The application is the one already discussed in Section \ref{sec:QP-iterators}
above: testing whether a point is in the convex hull of other points.
To be able to switch between pricing strategies, we add another
parameter of type \ccc{Quadratic_program_options} to the function
\ccc{solve_convex_hull_containment_lp} that we pass on to the solution
function:
\ccIncludeExampleCode{QP_solver/solve_convex_hull_containment_lp3.h}
Now let us test containment of the origin in the convex hull
of $n$ random points in $[0,1]^d$ (it will most likely not be contained,
and it turns out that this is the most expensive case). In the program
below, we use $d=10$ and $n=100,000$, and we comment on some other
combinations of $n$ and $d$ below (feel free to experiment with still other
values).
\ccIncludeExampleCode{QP_solver/convex_hull_containment_benchmarks.cpp}
If you compile with the macros \texttt{NDEBUG} or
\texttt{CGAL\_QP\_NO\_ASSERTIONS} set (this is essential for good
performance!!), you will see runtimes that qualitatively look as
follows (on your machine, the actual runtimes will roughly be some
fixed multiples of the numbers in the table below, and they might
vary with the random choices). The default choice of the pricing
strategy in that case is \ccc{QP_PARTIAL_FILTERED_DANTZIG}.
\begin{tabular}{lcl}
strategy & &runtime in seconds \\ \hline
\ccc{CGAL::QP_CHOOSE_DEFAULT} & | & 0.32\\
\ccc{CGAL::QP_DANTZIG} & | & 10.7 \\
\ccc{CGAL::QP_PARTIAL_DANTZIG} & | & 3.72 \\
\ccc{CGAL::QP_BLAND} & | & 3.65 \\
\ccc{CGAL::QP_FILTERED_DANTZIG} & | & 0.43 \\
\ccc{CGAL::QP_PARTIAL_FILTERED_DANTZIG}& | & 0.32
\end{tabular}
We clearly see the effect of filtering: we gain a factor of ten,
roughly, compared to the next best non-filtered variant.
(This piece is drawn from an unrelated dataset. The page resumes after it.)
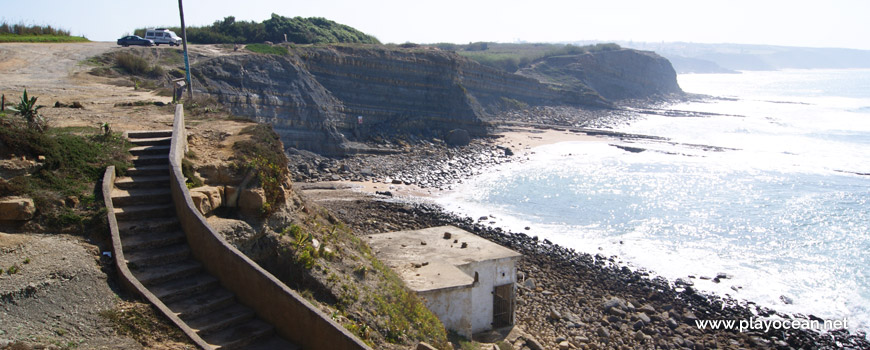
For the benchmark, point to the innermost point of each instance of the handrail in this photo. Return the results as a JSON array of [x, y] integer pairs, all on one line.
[[293, 317]]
\subsection{$d=3$, $n=1,000,000$}
The filtering effect is amplified if the points/dimension ratio becomes
larger. This is what you might see in dimension three, with one million
points.
\begin{tabular}{lcl}
strategy & &runtime in seconds \\ \hline
\ccc{CGAL::QP_CHOOSE_DEFAULT} & | & 1.34 \\
\ccc{CGAL::QP_DANTZIG} & | & 47.6 \\
\ccc{CGAL::QP_PARTIAL_DANTZIG} & | & 15.6 \\
\ccc{CGAL::QP_BLAND} & | & 16.02 \\
\ccc{CGAL::QP_FILTERED_DANTZIG} & | & 1.89 \\
\ccc{CGAL::QP_PARTIAL_FILTERED_DANTZIG}& | & 1.34
\end{tabular}
In general, if your problem has a high variable/constraint or
constraint/variable ratio, then filtering will typically pay off.
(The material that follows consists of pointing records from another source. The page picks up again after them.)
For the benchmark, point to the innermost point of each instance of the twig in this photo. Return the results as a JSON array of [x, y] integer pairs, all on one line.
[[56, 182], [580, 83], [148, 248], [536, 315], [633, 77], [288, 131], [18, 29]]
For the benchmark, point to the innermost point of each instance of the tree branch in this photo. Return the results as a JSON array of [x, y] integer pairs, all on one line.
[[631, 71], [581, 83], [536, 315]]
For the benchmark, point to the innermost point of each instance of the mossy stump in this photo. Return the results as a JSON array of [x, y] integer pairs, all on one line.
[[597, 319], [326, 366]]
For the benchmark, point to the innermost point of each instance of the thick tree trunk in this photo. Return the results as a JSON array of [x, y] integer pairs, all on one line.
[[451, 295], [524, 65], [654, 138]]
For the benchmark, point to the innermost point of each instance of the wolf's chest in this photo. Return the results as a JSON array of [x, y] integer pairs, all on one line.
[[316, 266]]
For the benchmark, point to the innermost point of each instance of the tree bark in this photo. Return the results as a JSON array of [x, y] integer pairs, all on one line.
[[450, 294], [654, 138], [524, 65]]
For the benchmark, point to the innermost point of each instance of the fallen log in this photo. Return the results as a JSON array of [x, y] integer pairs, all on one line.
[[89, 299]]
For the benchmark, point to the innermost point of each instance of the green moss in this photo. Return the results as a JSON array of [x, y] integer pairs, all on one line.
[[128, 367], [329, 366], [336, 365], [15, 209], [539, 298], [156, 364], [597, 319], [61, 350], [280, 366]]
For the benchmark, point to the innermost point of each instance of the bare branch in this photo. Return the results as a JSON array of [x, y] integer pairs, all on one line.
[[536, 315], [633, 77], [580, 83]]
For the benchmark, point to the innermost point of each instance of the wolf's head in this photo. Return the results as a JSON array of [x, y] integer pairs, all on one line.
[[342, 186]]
In such cases, it might be beneficial to encode your problem using
input type \ccc{double} in order to profit from the filtering (but
see the issue discussed in Section \ref{sec:QP-customization-filtering}).
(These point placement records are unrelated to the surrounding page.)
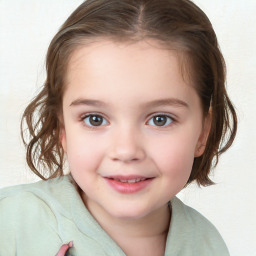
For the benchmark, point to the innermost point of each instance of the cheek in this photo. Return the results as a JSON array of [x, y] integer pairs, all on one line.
[[174, 156], [83, 154]]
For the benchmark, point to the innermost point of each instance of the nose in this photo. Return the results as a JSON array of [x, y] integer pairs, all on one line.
[[127, 145]]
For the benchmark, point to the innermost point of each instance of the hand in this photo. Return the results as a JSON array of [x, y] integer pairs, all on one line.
[[64, 249]]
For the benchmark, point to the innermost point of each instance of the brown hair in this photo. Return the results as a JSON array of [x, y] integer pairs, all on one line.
[[179, 24]]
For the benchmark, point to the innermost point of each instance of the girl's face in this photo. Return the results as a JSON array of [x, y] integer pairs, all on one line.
[[132, 127]]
\subsection{$d=100$, $n=100,000$}
Conversely, the filtering effect deteriorates if the points/dimension ratio
becomes smaller.
\begin{tabular}{lcl}
strategy & &runtime in seconds \\ \hline
\ccc{CGAL::QP_CHOOSE_DEFAULT} & | & 3.05 \\
\ccc{CGAL::QP_DANTZIG} & | & 78.4 \\
\ccc{CGAL::QP_PARTIAL_DANTZIG} & | & 45.9 \\
\ccc{CGAL::QP_BLAND} & | & 33.2 \\
\ccc{CGAL::QP_FILTERED_DANTZIG} & | & 3.36 \\
\ccc{CGAL::QP_PARTIAL_FILTERED_DANTZIG}& | & 3.06
\end{tabular}
\subsection{$d=500$, $n=1,000$}
If the points/dimension ratio tends to a constant, filtering is no
longer a clear winner. The reason is that in this case,
the necessary exact calculations with multiprecision numbers
dominate the overall runtime.
\begin{tabular}{lcl}
strategy & &runtime in seconds \\ \hline
\ccc{CGAL::QP_CHOOSE_DEFAULT} & | & 2.65 \\
\ccc{CGAL::QP_DANTZIG} & | & 5.55 \\
\ccc{CGAL::QP_PARTIAL_DANTZIG} & | & 5.6 \\
\ccc{CGAL::QP_BLAND} & | & 4.46 \\
\ccc{CGAL::QP_FILTERED_DANTZIG} & | & 2.65 \\
\ccc{CGAL::QP_PARTIAL_FILTERED_DANTZIG}& | & 2.61
\end{tabular}
In general, if you have a program where the number of variables
and the number of constraints have the same order of magnitude, then
the saving gained from using the filtered approach is typically
small. In such a situation, you should consider switching to
a non-filtered variant in order to avoid the rare issue discussed
in Section \ref{sec:QP-customization-filtering} altogether.